A lot of enterprises migrate to the public cloud because they see everyone else doing it. And while you should stay up on the latest and greatest innovations – which often happen in the cloud – you need to be aware of the realities of the cloud and understand different cloud migration strategies. You need to know why you’re moving to the cloud. What’s your goal? And what outcomes are you seeking? Make sure you know what you’re getting your enterprise into before moving forward in your cloud journey.

cloud migration challenges

1. Cloud technology is not a project, it’s a constant

Be aware that while there is a starting point to becoming more cloud native – the migration – there is no stopping point. The migration occurs, but the transformation, development, innovation, and optimization is never over.

There are endless applications and tools to consider, your organization will evolve over time, technology changes regularly, and user preferences change even faster. Fueled by your new operating system, cloud computing puts you into continuous motion. While continuous motion is positive for outcomes, you need to be ready to ride the wave regardless of where it goes. Once you get on, success requires that you stay there.

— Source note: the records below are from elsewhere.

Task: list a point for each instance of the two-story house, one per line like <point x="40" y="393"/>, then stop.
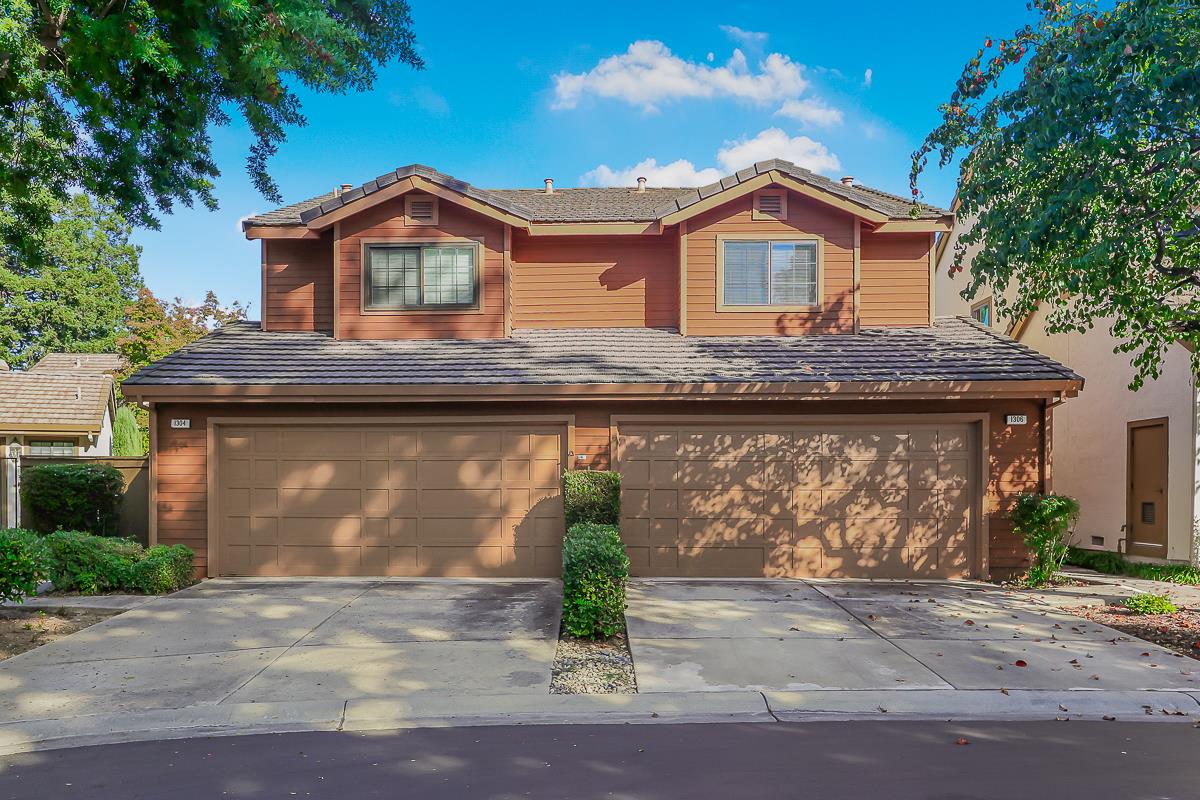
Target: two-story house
<point x="759" y="359"/>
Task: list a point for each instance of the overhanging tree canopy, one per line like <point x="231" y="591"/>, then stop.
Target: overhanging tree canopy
<point x="115" y="97"/>
<point x="1080" y="136"/>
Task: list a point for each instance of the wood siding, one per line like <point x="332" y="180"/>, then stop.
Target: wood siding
<point x="1014" y="458"/>
<point x="595" y="281"/>
<point x="387" y="222"/>
<point x="804" y="217"/>
<point x="895" y="280"/>
<point x="298" y="292"/>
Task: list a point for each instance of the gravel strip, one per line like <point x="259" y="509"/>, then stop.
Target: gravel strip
<point x="1179" y="631"/>
<point x="587" y="667"/>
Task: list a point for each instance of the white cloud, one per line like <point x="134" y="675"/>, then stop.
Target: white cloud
<point x="772" y="143"/>
<point x="677" y="173"/>
<point x="748" y="37"/>
<point x="810" y="112"/>
<point x="648" y="73"/>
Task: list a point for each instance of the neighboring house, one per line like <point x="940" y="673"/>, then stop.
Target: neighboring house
<point x="64" y="405"/>
<point x="1129" y="457"/>
<point x="759" y="359"/>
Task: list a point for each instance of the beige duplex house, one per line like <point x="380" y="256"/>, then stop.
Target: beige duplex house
<point x="1132" y="458"/>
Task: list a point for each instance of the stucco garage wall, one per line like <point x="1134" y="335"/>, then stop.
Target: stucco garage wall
<point x="180" y="498"/>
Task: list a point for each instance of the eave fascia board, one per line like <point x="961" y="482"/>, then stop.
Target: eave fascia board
<point x="501" y="392"/>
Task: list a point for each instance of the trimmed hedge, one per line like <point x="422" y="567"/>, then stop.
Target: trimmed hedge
<point x="592" y="497"/>
<point x="24" y="563"/>
<point x="594" y="573"/>
<point x="91" y="564"/>
<point x="163" y="569"/>
<point x="72" y="497"/>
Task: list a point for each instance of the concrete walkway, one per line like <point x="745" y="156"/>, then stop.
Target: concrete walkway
<point x="843" y="635"/>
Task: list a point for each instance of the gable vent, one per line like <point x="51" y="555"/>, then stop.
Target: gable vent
<point x="421" y="210"/>
<point x="772" y="204"/>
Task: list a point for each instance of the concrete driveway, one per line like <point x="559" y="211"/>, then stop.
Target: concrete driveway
<point x="251" y="641"/>
<point x="847" y="635"/>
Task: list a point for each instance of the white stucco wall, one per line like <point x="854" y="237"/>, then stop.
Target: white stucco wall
<point x="1090" y="433"/>
<point x="103" y="444"/>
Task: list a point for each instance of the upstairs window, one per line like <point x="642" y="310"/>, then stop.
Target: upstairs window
<point x="768" y="272"/>
<point x="982" y="312"/>
<point x="421" y="277"/>
<point x="52" y="449"/>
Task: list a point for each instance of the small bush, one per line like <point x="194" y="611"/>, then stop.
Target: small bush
<point x="162" y="569"/>
<point x="24" y="563"/>
<point x="72" y="497"/>
<point x="1150" y="605"/>
<point x="1044" y="522"/>
<point x="126" y="434"/>
<point x="594" y="573"/>
<point x="1110" y="563"/>
<point x="593" y="497"/>
<point x="91" y="564"/>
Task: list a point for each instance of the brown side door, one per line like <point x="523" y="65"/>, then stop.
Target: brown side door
<point x="1146" y="522"/>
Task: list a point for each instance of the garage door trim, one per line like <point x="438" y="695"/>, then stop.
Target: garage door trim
<point x="213" y="443"/>
<point x="981" y="420"/>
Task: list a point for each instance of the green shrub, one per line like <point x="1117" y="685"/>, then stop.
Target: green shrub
<point x="126" y="434"/>
<point x="592" y="495"/>
<point x="1110" y="563"/>
<point x="163" y="569"/>
<point x="72" y="497"/>
<point x="594" y="573"/>
<point x="1150" y="605"/>
<point x="91" y="564"/>
<point x="1044" y="522"/>
<point x="24" y="563"/>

2. Flex-agility is necessary to survival

Flexibility + agility = flex-agility, and you need it in the cloud. Flex-agility enables enterprises to adapt to the risks and unknowns occurring in the world. The pandemic continues to highlight the need for flex-agility in business. Organizations further along in their cloud journeys were able to quickly establish remote workforces, adjust customer interactions, communicate completely and effectively, and ultimately, continue running. While the pandemic was unprecedented, more commonly, flex-agility is necessary in natural disasters like floods, hurricanes, and tornadoes; after a ransomware or phishing attack; or when an employee’s device is lost, stolen, or destroyed.

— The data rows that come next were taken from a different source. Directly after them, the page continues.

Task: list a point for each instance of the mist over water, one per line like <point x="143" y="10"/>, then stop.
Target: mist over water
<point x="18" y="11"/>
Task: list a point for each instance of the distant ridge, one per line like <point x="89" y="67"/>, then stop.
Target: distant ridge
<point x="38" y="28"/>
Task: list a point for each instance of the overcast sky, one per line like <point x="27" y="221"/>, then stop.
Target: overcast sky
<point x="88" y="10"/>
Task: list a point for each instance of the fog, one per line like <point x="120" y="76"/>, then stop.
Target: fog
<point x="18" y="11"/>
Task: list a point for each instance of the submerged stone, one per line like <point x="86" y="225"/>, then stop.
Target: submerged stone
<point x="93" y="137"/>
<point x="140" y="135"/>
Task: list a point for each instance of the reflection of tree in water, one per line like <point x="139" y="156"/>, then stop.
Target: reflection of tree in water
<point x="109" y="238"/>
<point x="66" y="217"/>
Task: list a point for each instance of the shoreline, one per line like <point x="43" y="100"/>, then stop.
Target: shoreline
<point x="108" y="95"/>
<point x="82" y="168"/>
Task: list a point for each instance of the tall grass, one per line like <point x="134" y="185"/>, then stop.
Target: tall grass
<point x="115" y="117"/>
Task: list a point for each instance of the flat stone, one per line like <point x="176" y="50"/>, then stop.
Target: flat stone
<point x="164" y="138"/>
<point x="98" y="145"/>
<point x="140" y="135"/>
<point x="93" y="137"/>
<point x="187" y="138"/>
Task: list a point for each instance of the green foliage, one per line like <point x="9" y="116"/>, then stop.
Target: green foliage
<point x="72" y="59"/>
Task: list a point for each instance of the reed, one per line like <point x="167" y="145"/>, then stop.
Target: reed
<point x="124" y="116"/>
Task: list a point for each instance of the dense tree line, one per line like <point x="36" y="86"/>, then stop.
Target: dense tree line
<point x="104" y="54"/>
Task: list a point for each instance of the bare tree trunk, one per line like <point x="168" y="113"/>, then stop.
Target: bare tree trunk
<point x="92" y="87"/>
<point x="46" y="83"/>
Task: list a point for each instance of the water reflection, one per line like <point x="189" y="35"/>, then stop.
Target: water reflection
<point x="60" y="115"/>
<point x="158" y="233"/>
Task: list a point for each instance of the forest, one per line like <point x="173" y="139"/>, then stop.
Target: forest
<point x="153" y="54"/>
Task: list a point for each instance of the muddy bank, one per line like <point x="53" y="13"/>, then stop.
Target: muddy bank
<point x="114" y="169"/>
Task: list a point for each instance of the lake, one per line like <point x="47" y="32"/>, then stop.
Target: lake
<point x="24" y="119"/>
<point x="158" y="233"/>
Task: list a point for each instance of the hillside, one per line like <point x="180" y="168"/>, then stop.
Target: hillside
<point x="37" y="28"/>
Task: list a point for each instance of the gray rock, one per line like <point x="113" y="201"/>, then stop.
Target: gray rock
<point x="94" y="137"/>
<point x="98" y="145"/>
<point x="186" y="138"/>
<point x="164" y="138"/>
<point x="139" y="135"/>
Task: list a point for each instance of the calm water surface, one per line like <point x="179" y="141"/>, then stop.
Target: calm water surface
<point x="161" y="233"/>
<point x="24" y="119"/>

3. You still have to move faster than the competition

Gaining or maintaining your competitive edge in the cloud has a lot to do with speed. Whether it’s the dog-eat-dog nature of your industry, macroeconomics, or a political environment, these are the things that speed up innovation. You might not have any control over these things, but they’re shaping the way consumers interact with brands. Again, when you think about how the digital transformation evolved during the pandemic, you saw winning business move the fastest. The cloud is an amazing opportunity to meet all the demands of your environment, but if you’re not looking forward, forecasting trends, and moving faster than the competition, you could fall behind.

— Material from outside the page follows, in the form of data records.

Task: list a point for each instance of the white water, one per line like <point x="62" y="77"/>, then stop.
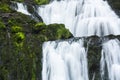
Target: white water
<point x="111" y="57"/>
<point x="67" y="61"/>
<point x="82" y="17"/>
<point x="64" y="61"/>
<point x="22" y="8"/>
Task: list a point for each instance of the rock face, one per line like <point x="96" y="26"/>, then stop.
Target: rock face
<point x="21" y="41"/>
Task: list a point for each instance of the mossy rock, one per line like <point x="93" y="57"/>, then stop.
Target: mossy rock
<point x="16" y="29"/>
<point x="2" y="25"/>
<point x="41" y="2"/>
<point x="52" y="31"/>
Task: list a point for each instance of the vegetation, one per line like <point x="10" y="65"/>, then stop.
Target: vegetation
<point x="21" y="40"/>
<point x="40" y="2"/>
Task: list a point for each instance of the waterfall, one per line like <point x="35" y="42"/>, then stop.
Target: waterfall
<point x="67" y="60"/>
<point x="111" y="59"/>
<point x="82" y="17"/>
<point x="64" y="60"/>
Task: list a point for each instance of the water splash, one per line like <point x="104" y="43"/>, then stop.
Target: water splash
<point x="22" y="8"/>
<point x="64" y="61"/>
<point x="82" y="17"/>
<point x="111" y="60"/>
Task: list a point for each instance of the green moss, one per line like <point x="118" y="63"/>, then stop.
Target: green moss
<point x="39" y="27"/>
<point x="19" y="37"/>
<point x="2" y="25"/>
<point x="16" y="29"/>
<point x="4" y="7"/>
<point x="41" y="2"/>
<point x="18" y="0"/>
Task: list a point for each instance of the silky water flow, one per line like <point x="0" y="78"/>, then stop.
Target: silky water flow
<point x="67" y="60"/>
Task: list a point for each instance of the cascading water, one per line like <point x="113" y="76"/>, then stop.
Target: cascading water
<point x="64" y="60"/>
<point x="82" y="17"/>
<point x="111" y="57"/>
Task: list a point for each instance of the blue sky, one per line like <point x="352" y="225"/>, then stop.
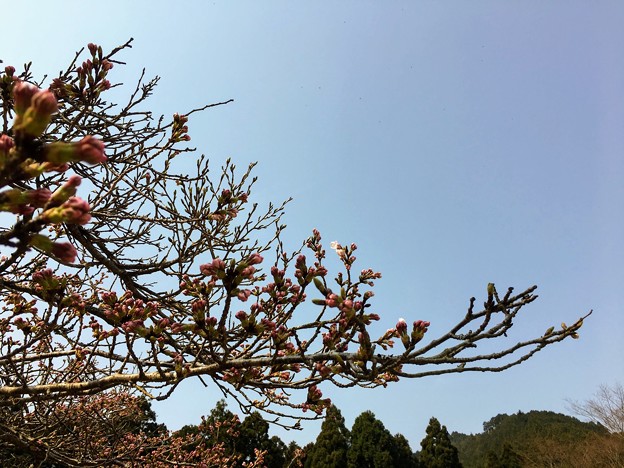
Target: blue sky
<point x="457" y="143"/>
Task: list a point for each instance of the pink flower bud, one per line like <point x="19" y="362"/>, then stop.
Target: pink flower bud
<point x="90" y="150"/>
<point x="401" y="326"/>
<point x="64" y="251"/>
<point x="34" y="120"/>
<point x="244" y="294"/>
<point x="65" y="191"/>
<point x="254" y="259"/>
<point x="6" y="143"/>
<point x="39" y="197"/>
<point x="22" y="95"/>
<point x="76" y="211"/>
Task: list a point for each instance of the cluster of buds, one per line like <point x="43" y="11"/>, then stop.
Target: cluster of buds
<point x="62" y="251"/>
<point x="92" y="77"/>
<point x="89" y="150"/>
<point x="315" y="401"/>
<point x="418" y="332"/>
<point x="33" y="109"/>
<point x="304" y="274"/>
<point x="179" y="130"/>
<point x="228" y="206"/>
<point x="127" y="312"/>
<point x="233" y="274"/>
<point x="24" y="157"/>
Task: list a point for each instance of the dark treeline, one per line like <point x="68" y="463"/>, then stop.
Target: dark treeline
<point x="533" y="439"/>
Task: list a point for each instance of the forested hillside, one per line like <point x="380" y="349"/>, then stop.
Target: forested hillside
<point x="538" y="439"/>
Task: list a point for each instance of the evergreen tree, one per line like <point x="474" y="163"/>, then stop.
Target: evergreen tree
<point x="332" y="443"/>
<point x="509" y="458"/>
<point x="254" y="434"/>
<point x="372" y="445"/>
<point x="437" y="449"/>
<point x="403" y="455"/>
<point x="293" y="456"/>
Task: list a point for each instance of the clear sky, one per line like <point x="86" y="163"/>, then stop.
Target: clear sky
<point x="457" y="143"/>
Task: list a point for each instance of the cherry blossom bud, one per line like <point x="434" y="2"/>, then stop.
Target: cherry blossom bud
<point x="22" y="95"/>
<point x="214" y="268"/>
<point x="65" y="191"/>
<point x="73" y="211"/>
<point x="254" y="259"/>
<point x="63" y="251"/>
<point x="89" y="150"/>
<point x="106" y="65"/>
<point x="6" y="143"/>
<point x="38" y="115"/>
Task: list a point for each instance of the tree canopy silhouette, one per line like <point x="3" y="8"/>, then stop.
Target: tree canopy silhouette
<point x="168" y="271"/>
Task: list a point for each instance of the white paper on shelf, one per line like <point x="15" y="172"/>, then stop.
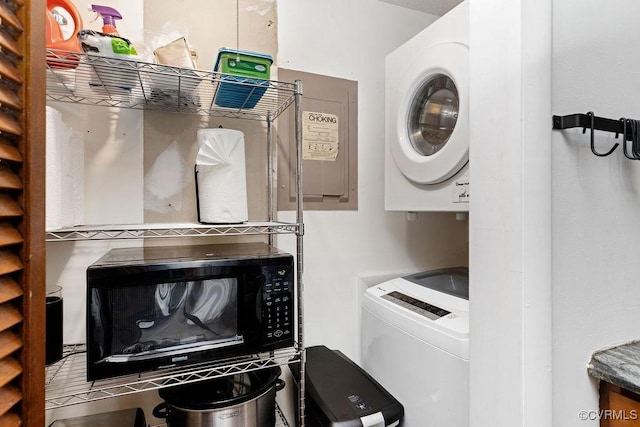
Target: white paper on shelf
<point x="64" y="174"/>
<point x="221" y="176"/>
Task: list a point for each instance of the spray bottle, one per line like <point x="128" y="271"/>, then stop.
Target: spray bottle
<point x="109" y="43"/>
<point x="109" y="16"/>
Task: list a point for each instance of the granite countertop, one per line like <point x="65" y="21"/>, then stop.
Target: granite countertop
<point x="619" y="365"/>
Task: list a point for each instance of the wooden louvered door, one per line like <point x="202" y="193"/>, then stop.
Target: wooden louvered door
<point x="22" y="247"/>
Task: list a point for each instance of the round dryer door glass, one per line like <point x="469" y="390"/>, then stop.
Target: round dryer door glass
<point x="433" y="114"/>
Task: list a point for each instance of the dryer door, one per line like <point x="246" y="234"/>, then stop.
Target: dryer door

4. People are riskier than technology

In many ways, the technology is the easiest part of an enterprise cloud strategy. It’s the people where a lot of risk comes into play. You may have a great strategy with clean processes and tactics, but if the execution is poor, the business can’t succeed. A recent survey revealed that 85% of organizations report deficits in cloud expertise, with the top three areas being cloud platforms, cloud native engineering, and security. While business owners acknowledge the importance of these skills, they’re still struggling to attract the caliber of talent necessary.

In addition to partnering with cloud service experts to ensure a capable team, organizations are also reinventing their technical culture to work more like a startup. This can incentivize the cloud-capable with hybrid work environments, an emphasis on collaboration, use of the agile framework, and fostering innovation.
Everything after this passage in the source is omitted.